Doors. I have this thing about Doors. No. Not The Doors. They were a great band, but that’s not what I’m talking about. I’m talking about… oh, never mind. You see the pictures. Within a few hours of finally being home, I just had to run out and make a bunch of pictures. I immediately resumed my Central City project and I went back to the building with the graffiti. So. Let me talk about what you are looking at. The top picture is just on the edge of Central City. I was attracted to the all the signs and flags more than I was to the door. But, the door made a great subject from which to build my composition.  The second door — the inside door on the outside — was also made in Central City. I suppose this building was about to fall down anyway. But, when Hurricane Isaac struck last summer, it tore off the entire side of an apartment building. If you look at it from the front or the other side, the building looks fine. But, when you walk around to the downriver side of the building, not so much. Kind of like a movie set. I’ve also made some overall images, which show the situation much clearer. I’ll post one eventually. Finally. The doorway to nowhere. I went back to that building with the graffiti. I approached it from another side. I found this door. I also could smell cooking. My homeless friends were cooking over a grill. They asked if I was hungry. There you go.

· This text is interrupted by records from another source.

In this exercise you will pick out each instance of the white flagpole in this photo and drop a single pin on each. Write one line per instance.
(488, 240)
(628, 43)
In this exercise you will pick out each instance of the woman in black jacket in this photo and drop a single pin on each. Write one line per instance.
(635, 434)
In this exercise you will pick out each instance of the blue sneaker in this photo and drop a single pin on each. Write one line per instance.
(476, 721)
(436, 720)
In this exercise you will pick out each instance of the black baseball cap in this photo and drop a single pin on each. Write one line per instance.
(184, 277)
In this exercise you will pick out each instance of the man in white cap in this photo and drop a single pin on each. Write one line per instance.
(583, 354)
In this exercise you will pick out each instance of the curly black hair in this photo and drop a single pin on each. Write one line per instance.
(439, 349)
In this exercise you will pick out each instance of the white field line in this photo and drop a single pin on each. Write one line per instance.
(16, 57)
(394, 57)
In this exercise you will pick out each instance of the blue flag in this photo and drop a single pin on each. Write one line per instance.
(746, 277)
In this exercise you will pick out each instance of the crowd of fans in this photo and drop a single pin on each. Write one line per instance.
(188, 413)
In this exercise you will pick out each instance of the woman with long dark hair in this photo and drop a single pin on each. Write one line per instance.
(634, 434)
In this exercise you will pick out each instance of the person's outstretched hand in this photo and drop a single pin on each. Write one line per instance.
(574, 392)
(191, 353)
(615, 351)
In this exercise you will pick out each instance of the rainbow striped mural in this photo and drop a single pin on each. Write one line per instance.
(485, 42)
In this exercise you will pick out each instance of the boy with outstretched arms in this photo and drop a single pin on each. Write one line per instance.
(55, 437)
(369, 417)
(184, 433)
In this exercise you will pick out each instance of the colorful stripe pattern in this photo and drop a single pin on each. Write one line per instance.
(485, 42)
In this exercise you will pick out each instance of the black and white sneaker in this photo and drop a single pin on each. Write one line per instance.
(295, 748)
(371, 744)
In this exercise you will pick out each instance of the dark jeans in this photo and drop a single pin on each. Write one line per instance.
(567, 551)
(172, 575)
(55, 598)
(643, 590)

So. These pictures. The making of them was pretty simple. Poke around. Find them. Photograph them. The fun is in the post production when I try to make my normally bright and energetic pictures look a little more beat up and muted.


xsarn-2
On Marais Street

So. I met this guy a few weeks ago when I was poking around what is now called “The New Bywater.” New Bywater, indeed. It’s a an area of the Upper Ninth Ward. At one time it was downriver from a neighborhood called St. Roch. Well. It still is. The neighborhood didn’t move. It was just renamed. By realtors. While St. Roch was mostly built and developed by Germans, this area was developed by Italians. In fact, the building that Scot — that’s his name — is standing near, is actually Italianate in design. But, you wouldn’t know it. Not today.

So who is this guy? Well, he’s the king of this particular block of Marais Street. That’s not what he calls himself. He’s actually a pretty smart and well read guy. We talked for a while on a variety of topics.  He also was a reporter for the Times-Picyune for ten years. He knows the area very well. Unlike a lot of guys I photograph in neighborhoods like these, he didn’t ask for anything except for a few pictures. I sent them today via email. He is living in the only functional and habitable house on the street. He looks after the others for their owners. Yes. This neighborhood was heavily flooded during Hurricane Katrina. The difference between this area and The Lower Ninth Ward is simple. The  buildings in the Lower Ninth Ward were mostly swept away by powerful water. In this neighborhood, the houses took on 12 or 15 feet of water, but the water flow wasn’t strong enough to move the buildings. So, they sit in various stages of remediation. Or not. Some are just abandoned. They can be bought for very little money if you can find the legal owner. As you get closer to the main street in the area — St. Claude — many of the houses have been rebuilt by a new population. Hipsters.

The picture. The photographic technique is simple. The approach is also simple. Smile. Talk to the subject. And, ask if I could take his picture. Oh yeah. Make sure that I kept my promise. Send him some pictures.